Get familiar with AL and take the time to learn as much as you can and use a tech company with a wide array of resources that have top self-service business intelligence BI tools.
There are free and paid online resources that you can take advantage of from remote workshops, courses offered by organizations to help you increase your AI and ML knowledge and simple ways to get you started with predictive analytics and the basics.
Identify the key problems you need AI to solve and begin exploring how you can add AI to your products, system, and services. Come up with case scenarios and actual examples of past problems that cost the company huge money and what you need AI to solve.

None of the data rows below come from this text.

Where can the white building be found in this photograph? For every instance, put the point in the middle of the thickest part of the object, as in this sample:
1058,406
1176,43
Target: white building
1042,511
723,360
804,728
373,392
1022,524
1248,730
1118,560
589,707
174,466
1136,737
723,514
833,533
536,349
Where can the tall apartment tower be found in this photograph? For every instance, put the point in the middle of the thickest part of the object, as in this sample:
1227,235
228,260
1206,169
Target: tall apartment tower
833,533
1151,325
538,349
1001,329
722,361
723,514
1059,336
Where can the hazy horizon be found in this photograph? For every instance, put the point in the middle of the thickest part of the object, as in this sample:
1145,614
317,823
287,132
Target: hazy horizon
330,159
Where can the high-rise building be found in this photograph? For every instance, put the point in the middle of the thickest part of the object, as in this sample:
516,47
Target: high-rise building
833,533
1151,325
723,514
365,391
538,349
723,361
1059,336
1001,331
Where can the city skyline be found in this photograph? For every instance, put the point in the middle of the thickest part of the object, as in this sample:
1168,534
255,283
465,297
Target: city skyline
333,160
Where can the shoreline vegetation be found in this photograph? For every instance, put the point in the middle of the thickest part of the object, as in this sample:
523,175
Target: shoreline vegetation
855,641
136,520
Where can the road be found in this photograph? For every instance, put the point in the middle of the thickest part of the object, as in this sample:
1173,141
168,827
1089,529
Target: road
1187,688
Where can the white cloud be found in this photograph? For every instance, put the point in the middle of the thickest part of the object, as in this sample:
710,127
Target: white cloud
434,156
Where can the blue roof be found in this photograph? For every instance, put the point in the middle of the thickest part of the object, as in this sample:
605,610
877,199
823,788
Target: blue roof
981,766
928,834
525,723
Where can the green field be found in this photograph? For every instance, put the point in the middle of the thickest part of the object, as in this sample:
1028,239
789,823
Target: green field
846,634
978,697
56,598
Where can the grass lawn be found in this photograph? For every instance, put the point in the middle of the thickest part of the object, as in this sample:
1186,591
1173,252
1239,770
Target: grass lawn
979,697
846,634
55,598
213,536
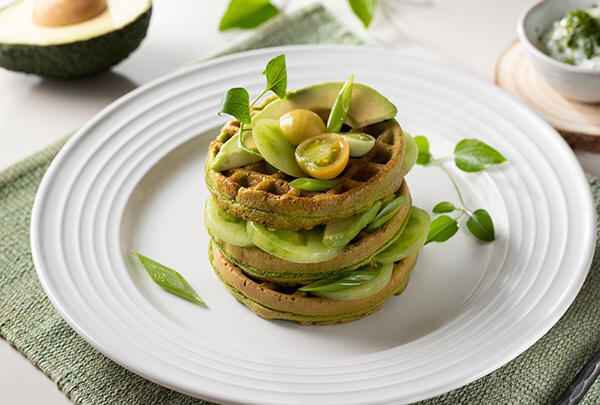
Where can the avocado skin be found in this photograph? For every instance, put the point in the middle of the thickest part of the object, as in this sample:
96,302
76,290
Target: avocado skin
76,59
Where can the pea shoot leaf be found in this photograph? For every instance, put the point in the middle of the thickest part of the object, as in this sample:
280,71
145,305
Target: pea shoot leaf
237,104
480,224
276,74
442,228
424,156
364,10
247,14
170,280
473,155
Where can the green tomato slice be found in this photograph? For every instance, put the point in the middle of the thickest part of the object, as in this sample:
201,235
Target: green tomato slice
363,290
360,143
231,155
410,241
339,233
274,148
293,246
410,154
224,226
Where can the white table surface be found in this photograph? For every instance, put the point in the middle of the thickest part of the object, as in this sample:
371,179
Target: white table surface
36,112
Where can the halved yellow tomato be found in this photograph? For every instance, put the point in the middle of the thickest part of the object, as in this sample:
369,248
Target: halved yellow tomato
324,156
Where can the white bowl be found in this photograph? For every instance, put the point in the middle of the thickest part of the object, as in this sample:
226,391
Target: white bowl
573,82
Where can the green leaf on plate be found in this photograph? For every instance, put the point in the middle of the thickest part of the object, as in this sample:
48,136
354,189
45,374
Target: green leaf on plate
276,73
170,280
364,10
247,14
442,228
424,156
443,207
480,224
473,155
237,104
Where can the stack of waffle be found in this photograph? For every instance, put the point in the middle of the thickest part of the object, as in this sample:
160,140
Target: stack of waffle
260,195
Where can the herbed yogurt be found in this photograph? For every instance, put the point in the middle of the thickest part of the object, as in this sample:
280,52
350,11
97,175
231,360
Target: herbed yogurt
575,38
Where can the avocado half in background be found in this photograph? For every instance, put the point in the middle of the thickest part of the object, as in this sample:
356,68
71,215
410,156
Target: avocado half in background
72,50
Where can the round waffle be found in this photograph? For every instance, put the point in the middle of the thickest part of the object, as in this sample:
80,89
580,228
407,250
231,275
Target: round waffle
262,265
258,192
271,301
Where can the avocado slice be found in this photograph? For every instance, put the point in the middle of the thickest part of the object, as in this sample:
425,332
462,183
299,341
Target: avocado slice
410,241
231,155
294,246
339,233
367,107
71,51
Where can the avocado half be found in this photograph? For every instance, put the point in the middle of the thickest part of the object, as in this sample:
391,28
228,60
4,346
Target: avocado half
71,51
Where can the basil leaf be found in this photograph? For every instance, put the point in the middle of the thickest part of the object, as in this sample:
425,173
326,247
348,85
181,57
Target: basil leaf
340,107
247,14
473,155
442,207
424,156
364,10
237,104
480,224
339,283
309,184
276,73
442,228
170,280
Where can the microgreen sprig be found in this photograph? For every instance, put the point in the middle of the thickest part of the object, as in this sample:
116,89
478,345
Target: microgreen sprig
470,155
237,100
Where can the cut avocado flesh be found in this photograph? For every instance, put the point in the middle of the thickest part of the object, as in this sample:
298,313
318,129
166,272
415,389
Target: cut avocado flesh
75,50
339,233
367,107
224,227
410,241
232,155
293,246
364,290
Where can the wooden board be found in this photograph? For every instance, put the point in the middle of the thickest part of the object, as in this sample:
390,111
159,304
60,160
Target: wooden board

Integrate AI into daily routines, operations and ask users to be transparent about everyday issues and workflows and help employees to visualize AI in their role and all the ways it can improve their day to day tasks. Make sure everyone understands the kinds of data that will be involved in the pilot project, build more bandwidth for storage, cleaning the database and remember to balance your overall budget.
Create a financial overview of various possibilities you have identified and break the project down based on immediate and long term AI implementations. Go slow and review your internal database and your internal team to see if it needs to be cleaned, improved or if more experts need to be brought in.
Start small and bring in outside AI consultants to help set up a pilot project and think about long term elaborate projects. Begin by cleaning your data to make it ready for the AI taskforce and use AI incrementally and then expand accordingly.